I said what they wanted to say.

Dear Mark,

I am writing to you on behalf of my nipples—they have a message for you. They hope you are well and enjoying your billions, with a “B”! Sure, you could end world hunger and homelessness, but who wants that when you could spend twelve minutes in space with Oprah’s cosplaying best friend? Yes, that was Bezos, whatever.

You’re not still mad that they compared a photo of you at Trump’s inauguration to Beaker the Muppet? That was all in good fun, and you have to admit there is a resemblance.

I wish I could say that my nipples just want to shoot the shit, but they are ladies and don’t have time for that nonsense. Plus, they don’t like you (neither do I), so I’ll get to the point on their behalf.

You are in danger!

Calm down man! Not physical danger. It’s much worse: losing money, power and control danger!

Now that they have your semi-undivided attention, (they know, “nipples” is a very distracting word), they need to tell you about the bipartisan bill that was just introduced to sunset section 230 of the Communications Decency Act of 1996.

Yes, they know, that was a long time ago, thirty years to be exact, but if these morons in Congress have their way, you are fucked. Not literally, like, who would look at you and think, “I want a piece of that”? Okay, maybe Elmo, but come on, they need you to focus!

Section 230 is every tech billionaire’s favorite section of the CDA, remember? It protects websites and platforms (think social media) from liability when idiots post offensive content. You and my nipples have already agreed to disagree about what is considered “offensive” (you think it’s my them and they think it’s you), but without section 230, Meta and other web hosts become liable for EVERYTHING posted on their platforms.

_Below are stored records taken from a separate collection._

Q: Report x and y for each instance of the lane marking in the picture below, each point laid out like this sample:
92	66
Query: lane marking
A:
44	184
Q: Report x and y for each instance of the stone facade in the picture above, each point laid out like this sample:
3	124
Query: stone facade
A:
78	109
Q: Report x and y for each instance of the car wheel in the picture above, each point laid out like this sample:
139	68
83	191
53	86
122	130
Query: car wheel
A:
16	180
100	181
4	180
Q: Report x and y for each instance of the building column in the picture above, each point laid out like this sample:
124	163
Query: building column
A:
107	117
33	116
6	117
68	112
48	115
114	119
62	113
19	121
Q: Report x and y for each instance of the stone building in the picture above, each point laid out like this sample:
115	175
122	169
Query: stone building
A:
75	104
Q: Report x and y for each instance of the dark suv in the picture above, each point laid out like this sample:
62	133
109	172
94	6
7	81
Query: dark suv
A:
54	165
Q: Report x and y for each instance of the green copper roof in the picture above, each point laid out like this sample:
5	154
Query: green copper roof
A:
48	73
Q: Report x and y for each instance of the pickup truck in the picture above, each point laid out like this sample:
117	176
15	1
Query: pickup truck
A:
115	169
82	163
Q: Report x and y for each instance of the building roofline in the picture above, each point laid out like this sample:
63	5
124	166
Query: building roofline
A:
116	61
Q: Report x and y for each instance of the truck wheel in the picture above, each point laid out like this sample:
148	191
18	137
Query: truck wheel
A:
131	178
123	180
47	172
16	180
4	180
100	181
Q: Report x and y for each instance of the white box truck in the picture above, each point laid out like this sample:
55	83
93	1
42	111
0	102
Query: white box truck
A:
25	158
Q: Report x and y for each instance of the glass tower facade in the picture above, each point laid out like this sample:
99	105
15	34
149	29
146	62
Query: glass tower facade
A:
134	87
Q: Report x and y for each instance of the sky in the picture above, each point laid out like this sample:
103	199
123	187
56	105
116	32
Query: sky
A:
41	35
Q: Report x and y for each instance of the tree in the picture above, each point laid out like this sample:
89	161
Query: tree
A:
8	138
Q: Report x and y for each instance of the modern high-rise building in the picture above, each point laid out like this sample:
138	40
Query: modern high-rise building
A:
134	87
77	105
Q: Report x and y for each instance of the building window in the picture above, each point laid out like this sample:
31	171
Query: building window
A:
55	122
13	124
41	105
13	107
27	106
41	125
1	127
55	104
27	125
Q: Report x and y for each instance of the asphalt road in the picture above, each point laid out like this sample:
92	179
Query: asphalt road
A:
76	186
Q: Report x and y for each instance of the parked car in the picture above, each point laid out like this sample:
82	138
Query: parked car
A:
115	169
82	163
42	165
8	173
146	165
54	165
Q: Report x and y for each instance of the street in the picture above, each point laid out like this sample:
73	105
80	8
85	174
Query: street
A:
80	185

We already need ciphers to decode any references to s3x, I mean sex, even in the context of education. There are no universally accepted character substitutions, but generally, we use “grape” for rape, “corn” for porn, and “sw” for sex workers. Sometimes we replace the letters “a” with “@” and “s” with “$”, so asshole becomes @$$hole. For example, “Tech bros are always the @$$holes in the room.”

Looks ridiculous? Well, you better get used to it because if the aptly named Dick Durban (Sen. D-IL) has his way, (as of this writing he’s still alive), you’ll only see puppy and kitten pictures on Instagram and Facebook. Okay, that’s mostly what’s posted now anyway, but you’ll face YUUUGE fines for the ones sporting swastikas!

While traditional sunsets are beautiful, even more so now since Trump’s roll back of environmental protections allowed the release of more air pollutants, if section 230 sunsets, it won’t be pretty. Bye-bye free speech, or what’s left of it. Bye-bye lingerie and bikinis. Bye-bye to your autonomy and world domination.

This may sound crazy, but the four of us (you, me, and my nipples) need to join forces to make sure section 230 remains intact.

My nipples would also like me to remind you that your Oversight Board called for a major revamp of your haphazard and discriminatory nudity policies. You know they disproportionately target women, transgender, and non-binary users by heavily restricting FEMALE nipples while allowing men to walk around bare-chested. It’s time you heeded my nipples’ cry:

Set us free NOW!

It’s time to round up your fellow tech bros and get them on board with the plan.

Oh right, the PLAN! It’s a little complicated, so pay close attention:

  1. Each company contacts their finance department and requests that large sums of money be transferred to the bill’s sponsors and supporters.

  2. Tell them to make sure the bill doesn’t pass. You gotta do what you gotta do, am I right?

Huh, it’s really not that complicated as after all.

Mark, what do you think? Can you and your fellow tech bros save free speech? Will you rescue democracy and become beloved national heroes? Well, no, that will never happen, but you’ll all be a little less hated. Maybe.

My nipples aren’t going to lie, it will take acts of kindness, empathy and compassion before you are allowed anywhere near heaven, but this is a good place to start your redemption tour. If you are successful, you and your cronies will still be creepy, friendless losers, but my beloved nipples will allow you to stare at them for as long as you like.